This piece originally appeared in the Wall Street Journal on August 26, 2020.
A third of Americans fear being fired for their political beliefs. Unfortunately, for those who wish to support political campaigns, federal and state laws leave no place to hide.
“Cancel culture” has divided First Amendment advocates. Some argue that private actors must tolerate differing views for free speech to survive, while others say the only concern should be government intrusions on speech. But when private individuals target and harass other Americans for their political donations, the government can’t say it plays no role.
Campaign contributions are public because the law requires it. Every American who gives more than $200 to a candidate for president or Congress, or to a political party, has his name, address and employer published in an online, searchable database. Every state has similar laws for reporting contributions to state candidates, many with substantially lower donation thresholds.
It wasn’t always this way. The earliest laws mandating that donations be reported date only from the late 19th century, and weren’t seriously enforced, by states or Congress, until the 1970s. Even then accessing reports required visiting a government office and digging through paper or microfiche records. Unless donors’ contributions caught the attention of investigative journalists, few were widely exposed.
Today, the laws haven’t changed, but the technological and cultural landscapes have shifted dramatically. Anyone can look up your donations in seconds. Most Americans still prefer to judge candidates through news coverage and campaign materials. But others regularly mine these databases not so much to inform their decisions but to gain information that can be used to harm candidates—and, more important, donors to candidates—that they oppose.
In 2019 Rep. Joaquin Castro tweeted the names and employers of opposition party donors in his district, leading some to receive threatening phone calls. Allegations that companies like Olive Garden and SoulCycle were Trump donors—in fact, it is illegal for corporations to contribute to candidates—fueled boycotts and prompted enough fury that the companies had to respond. In Olive Garden’s case, calls to boycott were based on the personal contributions of a handful of the nationwide chain’s employees, totaling $886. A vegan-friendly breakfast chain in western Michigan was boycotted after someone posted on Facebook a screenshot of its owner’s contributions to Trump’s campaign.

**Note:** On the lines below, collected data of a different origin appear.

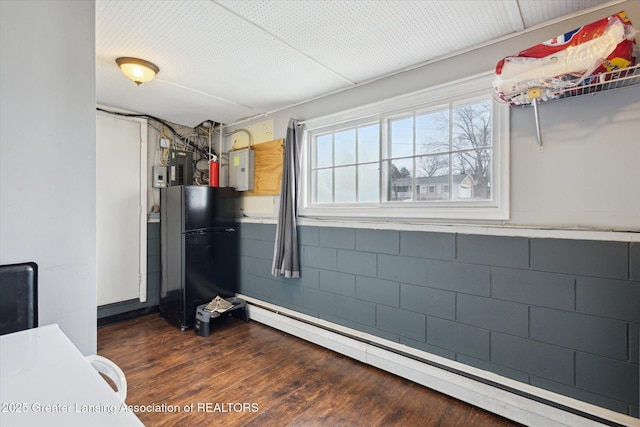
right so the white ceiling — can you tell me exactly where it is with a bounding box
[96,0,615,127]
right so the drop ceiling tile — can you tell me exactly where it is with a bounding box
[96,60,259,126]
[216,0,528,83]
[96,0,622,126]
[517,0,613,28]
[97,0,351,118]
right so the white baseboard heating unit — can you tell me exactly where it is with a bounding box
[237,294,638,427]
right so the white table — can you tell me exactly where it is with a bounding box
[0,324,144,427]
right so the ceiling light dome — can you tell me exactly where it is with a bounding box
[116,57,159,85]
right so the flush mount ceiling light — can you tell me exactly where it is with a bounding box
[115,57,159,85]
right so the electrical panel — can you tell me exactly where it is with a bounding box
[153,165,168,188]
[168,150,193,186]
[229,148,254,191]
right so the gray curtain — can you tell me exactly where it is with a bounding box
[272,118,304,278]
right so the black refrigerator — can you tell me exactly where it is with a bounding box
[159,185,238,330]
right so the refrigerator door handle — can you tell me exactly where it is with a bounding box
[185,227,235,234]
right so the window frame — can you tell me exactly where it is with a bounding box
[300,73,510,221]
[309,118,382,205]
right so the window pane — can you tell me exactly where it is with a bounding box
[452,100,492,151]
[335,166,356,203]
[451,149,492,201]
[316,134,333,168]
[415,154,449,201]
[358,124,379,163]
[306,85,500,217]
[389,116,413,158]
[358,163,379,202]
[388,158,413,201]
[315,169,333,204]
[416,110,449,155]
[334,129,356,166]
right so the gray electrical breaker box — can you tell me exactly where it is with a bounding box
[229,148,254,191]
[152,165,168,188]
[168,150,193,186]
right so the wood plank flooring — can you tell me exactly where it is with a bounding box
[97,314,522,427]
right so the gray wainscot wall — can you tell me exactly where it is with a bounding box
[239,222,640,418]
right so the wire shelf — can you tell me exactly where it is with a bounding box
[498,62,640,151]
[500,63,640,107]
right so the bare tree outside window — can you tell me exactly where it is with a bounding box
[310,96,494,207]
[389,162,412,200]
[407,100,492,202]
[304,76,506,220]
[417,155,448,178]
[452,100,492,200]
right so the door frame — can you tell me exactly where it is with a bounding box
[96,111,148,303]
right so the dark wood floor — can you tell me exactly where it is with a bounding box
[97,313,521,426]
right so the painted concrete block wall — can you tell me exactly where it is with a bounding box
[239,222,640,417]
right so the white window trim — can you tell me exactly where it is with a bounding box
[300,72,510,222]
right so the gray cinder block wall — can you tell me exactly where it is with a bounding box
[239,222,640,418]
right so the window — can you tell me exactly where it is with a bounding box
[302,74,509,221]
[312,123,380,204]
[386,97,493,205]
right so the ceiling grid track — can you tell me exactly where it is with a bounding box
[211,0,357,87]
[96,0,623,126]
[507,0,526,32]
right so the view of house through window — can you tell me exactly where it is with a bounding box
[387,98,492,203]
[304,75,508,220]
[311,98,493,205]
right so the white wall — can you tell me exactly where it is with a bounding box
[228,0,640,233]
[509,85,640,230]
[0,1,97,354]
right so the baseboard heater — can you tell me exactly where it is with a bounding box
[236,294,637,427]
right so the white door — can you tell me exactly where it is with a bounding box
[96,113,147,305]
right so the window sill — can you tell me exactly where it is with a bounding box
[237,215,639,242]
[300,201,510,222]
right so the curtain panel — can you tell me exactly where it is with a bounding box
[272,118,304,278]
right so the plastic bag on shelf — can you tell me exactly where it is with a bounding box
[493,11,637,106]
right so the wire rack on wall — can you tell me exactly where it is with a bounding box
[500,63,640,151]
[501,63,640,106]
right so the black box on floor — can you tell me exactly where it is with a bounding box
[194,306,213,337]
[194,297,248,338]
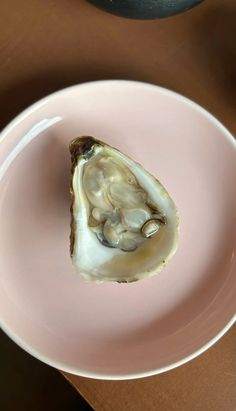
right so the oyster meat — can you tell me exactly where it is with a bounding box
[69,136,179,282]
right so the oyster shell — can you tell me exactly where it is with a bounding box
[69,136,179,282]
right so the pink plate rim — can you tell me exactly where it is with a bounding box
[0,80,235,380]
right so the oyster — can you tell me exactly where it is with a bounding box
[69,136,179,282]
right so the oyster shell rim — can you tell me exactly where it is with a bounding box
[69,136,179,282]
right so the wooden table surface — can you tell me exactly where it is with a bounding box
[1,0,235,410]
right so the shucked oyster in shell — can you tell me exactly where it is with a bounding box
[69,136,179,282]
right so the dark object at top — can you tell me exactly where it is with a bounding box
[88,0,203,19]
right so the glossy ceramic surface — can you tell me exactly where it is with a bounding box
[88,0,203,19]
[0,81,235,379]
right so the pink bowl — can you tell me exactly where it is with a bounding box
[0,80,235,379]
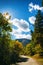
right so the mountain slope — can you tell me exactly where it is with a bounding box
[16,38,31,46]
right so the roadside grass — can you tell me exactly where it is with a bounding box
[32,54,43,65]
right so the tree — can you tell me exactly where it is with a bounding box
[10,40,23,63]
[0,13,12,65]
[25,42,35,56]
[29,0,43,56]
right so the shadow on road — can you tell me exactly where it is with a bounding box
[17,57,28,62]
[10,56,29,65]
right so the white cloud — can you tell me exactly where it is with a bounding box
[9,18,31,40]
[10,27,31,40]
[15,34,32,40]
[29,16,36,24]
[29,2,43,12]
[9,18,30,32]
[29,8,33,12]
[11,31,32,40]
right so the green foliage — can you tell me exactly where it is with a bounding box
[30,7,43,56]
[26,1,43,56]
[0,13,12,65]
[25,43,35,56]
[34,10,43,56]
[13,40,23,55]
[0,13,24,64]
[35,44,43,55]
[10,40,23,63]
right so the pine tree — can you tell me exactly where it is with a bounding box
[31,0,43,56]
[34,0,43,47]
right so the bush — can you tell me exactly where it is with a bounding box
[10,40,23,63]
[35,44,43,56]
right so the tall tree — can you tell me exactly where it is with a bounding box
[0,13,12,65]
[30,0,43,56]
[34,0,43,47]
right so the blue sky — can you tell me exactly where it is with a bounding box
[0,0,41,20]
[0,0,42,40]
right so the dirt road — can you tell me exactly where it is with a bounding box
[15,55,39,65]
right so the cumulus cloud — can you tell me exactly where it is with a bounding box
[11,31,32,40]
[29,16,36,24]
[9,18,30,32]
[9,18,31,40]
[10,28,21,35]
[29,2,43,12]
[15,34,32,40]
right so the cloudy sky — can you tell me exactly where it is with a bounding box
[0,0,42,40]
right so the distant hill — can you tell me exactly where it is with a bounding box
[16,38,31,46]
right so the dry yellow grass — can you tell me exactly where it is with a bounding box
[32,54,43,65]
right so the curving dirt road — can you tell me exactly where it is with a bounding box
[16,55,39,65]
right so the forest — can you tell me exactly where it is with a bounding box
[0,1,43,65]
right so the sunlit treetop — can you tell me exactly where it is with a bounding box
[3,12,11,20]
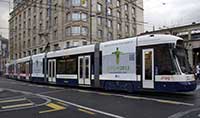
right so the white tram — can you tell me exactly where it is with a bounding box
[6,34,197,92]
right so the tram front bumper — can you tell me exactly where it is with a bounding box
[155,81,197,92]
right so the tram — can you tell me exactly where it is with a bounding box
[5,34,197,92]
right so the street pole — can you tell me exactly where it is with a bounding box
[43,0,52,83]
[89,0,92,44]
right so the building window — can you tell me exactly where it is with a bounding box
[33,49,37,55]
[28,39,31,47]
[54,44,59,51]
[125,4,128,11]
[81,12,87,21]
[23,11,26,19]
[97,30,103,38]
[33,15,36,25]
[39,48,43,53]
[66,41,70,48]
[108,32,112,41]
[107,19,112,28]
[72,12,80,21]
[39,35,43,43]
[65,27,71,36]
[39,11,43,21]
[72,0,81,6]
[46,20,49,29]
[23,41,26,48]
[23,52,26,57]
[33,37,36,46]
[97,17,102,25]
[125,14,129,21]
[72,26,81,35]
[107,0,112,4]
[28,19,31,28]
[82,27,88,36]
[54,17,58,26]
[133,17,136,25]
[39,24,43,31]
[53,30,58,40]
[71,12,88,21]
[132,7,135,15]
[82,41,87,45]
[66,12,71,22]
[117,0,120,7]
[117,34,121,39]
[28,51,31,56]
[107,8,112,16]
[97,3,102,13]
[65,0,70,8]
[132,28,136,36]
[117,23,121,31]
[33,5,36,12]
[71,0,87,7]
[28,8,31,16]
[23,21,26,29]
[33,26,36,34]
[125,25,129,33]
[117,11,121,18]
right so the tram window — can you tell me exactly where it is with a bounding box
[155,45,176,75]
[20,63,26,74]
[65,58,77,74]
[136,47,142,75]
[85,58,89,78]
[57,57,77,74]
[57,59,66,74]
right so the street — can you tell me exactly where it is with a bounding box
[0,78,199,118]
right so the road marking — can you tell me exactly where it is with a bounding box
[78,108,95,115]
[38,94,125,118]
[57,102,69,107]
[121,95,194,106]
[0,98,26,103]
[74,89,194,106]
[77,90,92,93]
[47,86,61,89]
[0,88,51,112]
[168,107,200,118]
[97,92,112,96]
[1,103,34,109]
[39,103,66,114]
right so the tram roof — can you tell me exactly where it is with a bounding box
[137,34,183,46]
[16,56,31,63]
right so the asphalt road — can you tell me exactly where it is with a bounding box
[0,78,199,118]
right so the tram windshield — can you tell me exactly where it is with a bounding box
[174,41,193,74]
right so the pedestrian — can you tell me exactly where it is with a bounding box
[196,64,200,80]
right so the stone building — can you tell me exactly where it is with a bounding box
[9,0,144,60]
[0,35,9,75]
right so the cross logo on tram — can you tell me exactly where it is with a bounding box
[112,48,124,64]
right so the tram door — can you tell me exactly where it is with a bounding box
[78,56,91,85]
[25,62,29,80]
[48,59,56,83]
[142,49,154,89]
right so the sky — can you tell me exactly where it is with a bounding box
[144,0,200,31]
[0,0,10,38]
[0,0,200,38]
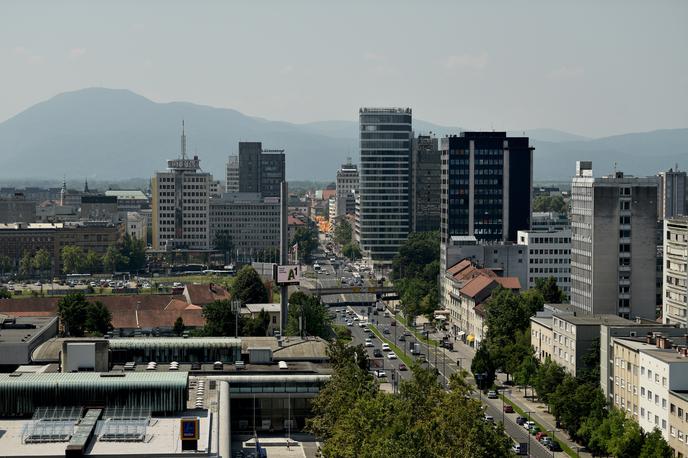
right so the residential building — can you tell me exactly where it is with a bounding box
[35,201,79,222]
[518,229,572,296]
[658,168,687,220]
[126,211,148,241]
[209,193,280,262]
[356,107,412,264]
[664,217,688,327]
[411,135,440,232]
[440,131,533,245]
[443,259,521,346]
[210,180,222,198]
[668,390,688,457]
[0,194,36,223]
[531,314,554,361]
[104,190,150,212]
[226,154,240,192]
[335,159,359,217]
[238,142,286,198]
[570,161,658,319]
[531,211,570,231]
[151,124,212,250]
[241,303,281,336]
[0,222,119,275]
[442,235,527,287]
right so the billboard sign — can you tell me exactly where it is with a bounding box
[180,417,199,440]
[275,265,301,285]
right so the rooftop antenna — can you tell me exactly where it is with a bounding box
[181,120,187,159]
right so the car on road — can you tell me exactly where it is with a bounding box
[390,320,396,326]
[535,432,548,442]
[529,425,540,435]
[358,321,366,327]
[346,321,353,327]
[398,335,406,342]
[374,369,386,378]
[403,331,412,337]
[387,352,397,360]
[398,363,407,371]
[353,316,359,321]
[487,390,498,399]
[383,328,390,334]
[502,405,514,413]
[381,343,390,352]
[365,339,374,347]
[515,416,527,425]
[524,421,536,430]
[484,415,494,423]
[373,349,383,358]
[547,441,561,452]
[512,443,527,455]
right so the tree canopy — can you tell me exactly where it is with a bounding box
[391,231,440,319]
[334,219,353,246]
[291,227,317,262]
[57,293,112,337]
[535,276,565,303]
[286,291,330,338]
[231,266,269,305]
[533,195,567,213]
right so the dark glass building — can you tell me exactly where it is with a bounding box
[440,132,533,244]
[238,142,285,198]
[411,135,440,232]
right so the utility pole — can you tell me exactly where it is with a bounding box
[231,299,241,338]
[280,181,289,334]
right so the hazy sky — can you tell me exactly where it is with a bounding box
[1,0,687,137]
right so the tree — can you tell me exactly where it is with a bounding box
[535,276,565,303]
[117,233,145,271]
[533,195,567,213]
[214,229,234,265]
[19,251,33,277]
[83,250,102,274]
[200,300,242,336]
[291,227,317,262]
[286,292,331,338]
[0,287,11,299]
[61,245,84,274]
[173,316,185,336]
[640,429,673,458]
[334,219,353,245]
[57,293,90,337]
[391,231,439,282]
[578,336,601,385]
[532,357,565,404]
[0,254,11,276]
[471,345,496,389]
[231,266,268,305]
[242,309,271,336]
[85,300,112,336]
[604,408,644,458]
[341,242,361,261]
[515,354,538,397]
[102,245,121,273]
[31,249,52,278]
[549,376,605,441]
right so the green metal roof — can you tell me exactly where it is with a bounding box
[108,337,241,349]
[0,372,189,388]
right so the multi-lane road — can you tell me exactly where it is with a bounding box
[337,303,564,458]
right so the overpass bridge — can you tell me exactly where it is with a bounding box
[300,284,397,299]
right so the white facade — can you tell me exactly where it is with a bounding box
[335,160,359,217]
[664,217,688,327]
[126,211,148,241]
[518,229,571,296]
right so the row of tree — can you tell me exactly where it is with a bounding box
[307,341,514,457]
[471,280,672,457]
[57,292,112,337]
[391,231,440,320]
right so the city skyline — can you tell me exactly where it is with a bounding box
[1,0,687,137]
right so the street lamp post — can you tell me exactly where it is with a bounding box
[525,410,532,457]
[231,299,241,338]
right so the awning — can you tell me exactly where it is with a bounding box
[434,315,447,321]
[466,334,475,342]
[457,331,466,338]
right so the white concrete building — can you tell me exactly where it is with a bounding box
[126,211,148,241]
[518,229,571,296]
[151,124,212,250]
[225,155,240,193]
[664,217,688,327]
[335,159,359,217]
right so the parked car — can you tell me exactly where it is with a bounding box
[383,328,390,334]
[487,390,498,399]
[374,369,386,378]
[398,335,406,342]
[503,405,514,413]
[515,416,527,425]
[535,432,548,442]
[373,349,383,358]
[398,363,407,371]
[547,441,562,452]
[524,421,536,430]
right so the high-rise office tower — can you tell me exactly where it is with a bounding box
[151,123,212,250]
[335,159,359,217]
[663,217,688,327]
[658,168,687,220]
[440,132,533,245]
[356,107,412,263]
[225,155,239,192]
[570,161,658,319]
[411,135,441,232]
[238,142,285,198]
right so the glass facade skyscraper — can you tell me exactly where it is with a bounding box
[356,107,412,263]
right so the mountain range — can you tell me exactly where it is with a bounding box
[0,87,686,183]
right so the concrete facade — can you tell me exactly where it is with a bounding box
[335,160,359,217]
[570,161,658,319]
[658,169,687,221]
[238,142,285,198]
[664,217,688,327]
[0,195,36,223]
[518,229,571,296]
[225,154,240,193]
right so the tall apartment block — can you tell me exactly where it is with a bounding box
[151,125,211,250]
[335,159,359,218]
[411,135,440,232]
[663,217,688,327]
[225,155,239,193]
[238,142,285,198]
[570,161,658,319]
[658,168,687,220]
[518,229,572,297]
[356,107,412,263]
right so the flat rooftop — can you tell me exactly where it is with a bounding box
[555,313,632,326]
[0,316,56,344]
[0,414,212,457]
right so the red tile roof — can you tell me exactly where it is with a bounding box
[447,259,472,276]
[183,283,230,306]
[494,277,521,290]
[460,275,496,299]
[288,215,305,226]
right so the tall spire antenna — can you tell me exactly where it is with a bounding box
[181,120,187,159]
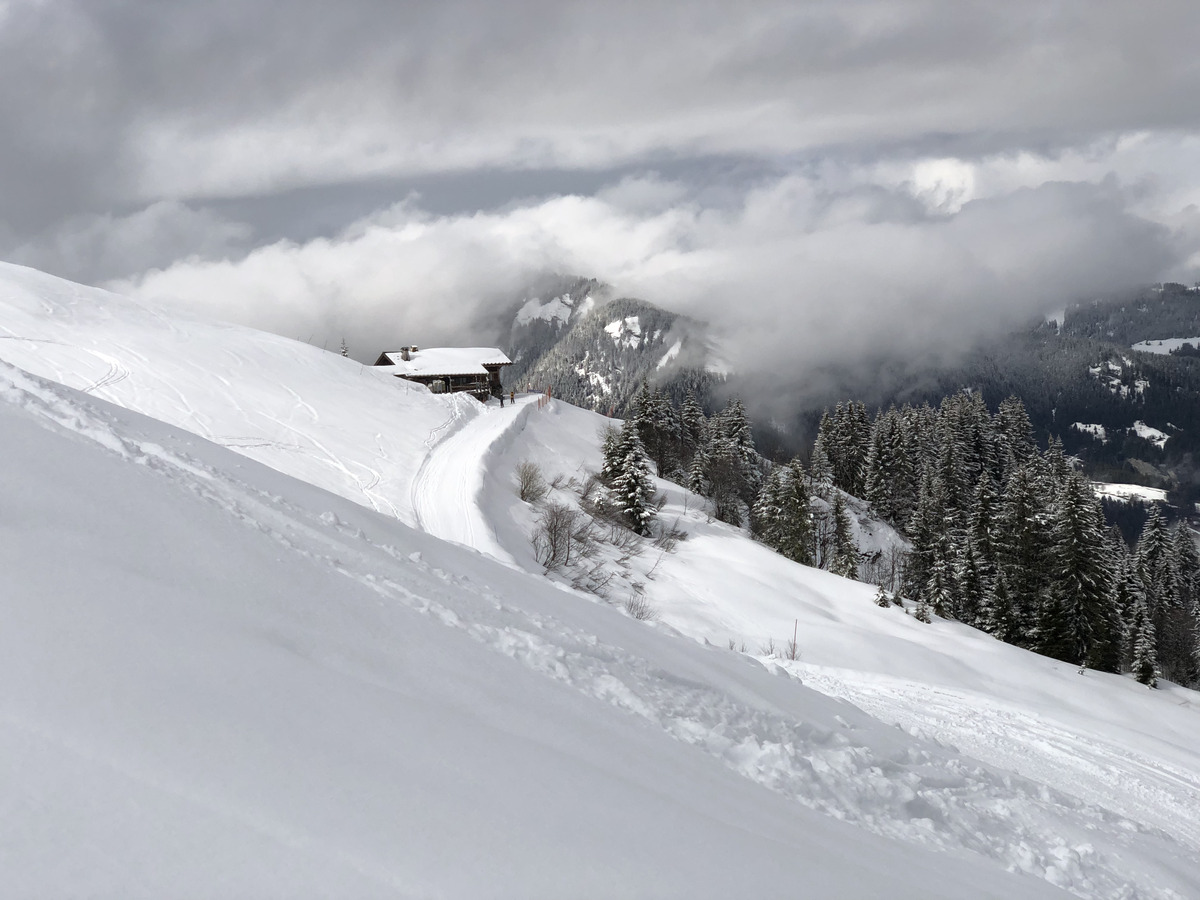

Many Americans see all this and remain silent, leaving our political discourse deprived of important views. A recent Cato Institute poll found that a majority of Americans feel the current climate prevents them from saying things they believe. These respondents aren’t paranoid: Half of strong liberals support firing business executives who donated to Mr. Trump, and 36% of strong conservatives support firing executives who donate to Joe Biden. It is hard to imagine anything more mainstream than supporting a major party nominee for president, but today it’s enough to get you “canceled.”
Lawmakers have historically played down the costs of making donations public. Search engines, social-media mobs, and a newfound willingness to punish those with opposing views mean the calculus in 2020 is vastly different than it was in the 1970s. Yet some politicians now want to force advocacy groups and nonprofits to expose their supporters, too. Want to see cancel culture on steroids? Follow their lead.
If, on the other hand, you think Americans have a right to support candidates without losing their livelihoods or their sense of security, then it’s time to revisit compulsory disclosure laws. With billions of dollars spent each campaign cycle, those who give hundreds of dollars aren’t corrupting anyone. They shouldn’t be forced to disclose their contributions any more than they are forced to disclose their votes.
Lawmakers should substantially raise thresholds for donor disclosure, and end the requirement that campaigns report donors’ employers. Doing so could take a big bite out of cancel culture.